Yeah, hi, sir. I just wanted to check, on the backward side, what is the kind of communication and the display showrooms that we have currently?
I don't have this number on hand, but after the call, you can get in touch with Hiranand Savlani. Hiranand Savlani will provide you with the latest numbers.
I think till 1,000 number we were giving to the market, but now every day new counters are getting in the system. We don't track on a daily basis, but I think till 1,000 mark was reached, till that time we were giving the investor the number. Now every day new counters are getting added. I have also not checked recently what is the real number, but definitely I will collect from the team and pass on it to you.
Are these all full display showrooms or just the counters there?
It will be a dealer's point where they give us one section for the display. One wall they are giving it to us to do the display activities. That is how they work. Exclusive showrooms also there. That is our distributor. They do the exclusive showroom where all the Bathware products will be displayed, and that will be exclusively for Astral products. These kind of also many shows are being already there in the system. Otherwise, on the dealer point, they give us a one wall, and there they do the display.
Okay, sir.

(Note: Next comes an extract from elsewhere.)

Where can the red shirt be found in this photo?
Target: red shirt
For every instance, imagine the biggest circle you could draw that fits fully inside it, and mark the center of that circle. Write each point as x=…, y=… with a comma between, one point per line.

I'll connect with you. What was the losses that we incurred in the Bathware in the first quarter?
To be very honest, because earlier it was a separate plant, we were able to know the exact number. Now the same plant is manufacturing a lot of plumbing-related products also. It is very difficult for us to work out the Bathware-related profit or loss because it is clubbed with the plumbing product. There we are manufacturing a lot of brass rings. I can say thousands of everyday rings are getting produced over there, which are being used in the plumbing product. All this, our brass, Elmo, teak, coupling, all these brass items for PVC and CPVC, all are manufactured in the same plant. It is very difficult to know the exact number of profit or loss for the Bathware. It is clubbed with the plumbing product.
Okay, sir. Thank you. I'll connect with you offline for the showroom number. I'll read it to you.
Thank you.
Thank you.
I think you can take the last question.
Sir, there are no questions.
Okay, okay. Thank you, everyone, for joining us on this call. We are committed to working hard and delivering growth. I know the last couple of quarters have been very challenging, but they have been challenging for everyone in the industry. The entire building material industry is going through a tough phase. Good things are looking in the near future. We hope that good things are there in store for the industry, and we will continue to deliver best on our promises as possible. Thank you, everyone, and have a good day.
Thank you, everyone, and thank you, Sreya, for hosting this call. If any question is not answered, we request that you can directly call on my mobile number. Thank you so much.
Thank you. On behalf of Nuvama Wealth Management, that concludes this conference. Thank you for joining us, and you may now disconnect your lines.